What is a writer? Is it a person who writes or a person who writes and is read?

On 30 March 2009, I finished writing my first novel, which I had started back in August 2007. I hadn't been working on it solidly during that time, but in bursts of activity. Finally, early this year, my fiance told me that he wanted me to finish it before my birthday, which happened on 1 April 2009. So I did. Thank goodness for supportive partners, right?

After that, I started sending it off to agents. The thing is, the agent concept is very confusing. Do you go one at a time? Some agents will reject you if you don't. But then some agents won't ever reply, so how long do you give them before approaching another? It's all very hard to say. I'm taking the gently-gently approach, but I might change that as things move on and no responses come back in. The only response I've had so far was emailed to me four days after I popped the letter in the post, and so I didn't feel that it had reached the desk of the powers that be. Of course, I discovered later that I'd forgotten to double space the last two chapters, so I'm telling myself that was why they rejected it. Hey, it works for me.

It also seems that cover letters must list one's publications. The whole point is that I'm not published, and it's my first book. Somewhere, in the process of writing my first book, I should also have been writing short stories and getting them published in magazines or winning competitions with them. So I've started on that as well.

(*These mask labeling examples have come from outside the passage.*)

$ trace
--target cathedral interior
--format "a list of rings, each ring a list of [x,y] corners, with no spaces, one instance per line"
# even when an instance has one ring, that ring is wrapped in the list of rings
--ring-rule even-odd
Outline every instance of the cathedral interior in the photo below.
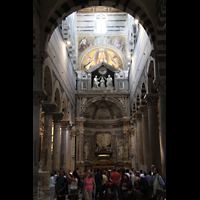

Nine of my stories, some of which are the kind of thing I enjoy writing, some of which are not, are out there floating in the ether being considered by various magazines. It seems that willing them to be accepted may not be enough, as I received my very first rejection slip today.

And, of course, in order not to focus on the success or failure of my first book, I've started another. And another. And another. And another. Yes, I have four new books currently underway, and it is making me feel a little unfocussed. One I loved the idea for, but just can't seem to get it going. The other I find pours out of me as easily as breathing, but I'm not really enjoying writing it. It's a bit more serious than what I usually write, and it's a lot harder to inject some humour into it to keep it readable. The third is just an idea at this stage, focussing primarily on the joys or otherwise of being thirty, and it's probably the closest thing to being autobiographical. And the one that is keeping me up at night wondering about it is the fourth one, a story about three women, told from various perspectives.

So, am I a writer? I write every spare second I get, and I love it. Writing puts me into a relaxed, energised and happy mood. But, conversely, I don't want to think that no one is ever going to read what I write. Part of the joy is thinking that they will. I know I have a long way to go, and probably thousands of rejection slips to read, but it would be encouraging if something positive came back.

Does being published make me a writer, or can I be a writer without being published? Do I want to be a writer without being published? Could I stop writing even if I wanted to? Am I overestimating the joy of being read and seeing my work slated on Amazon?

Anyway, enough questions. I gotta go write.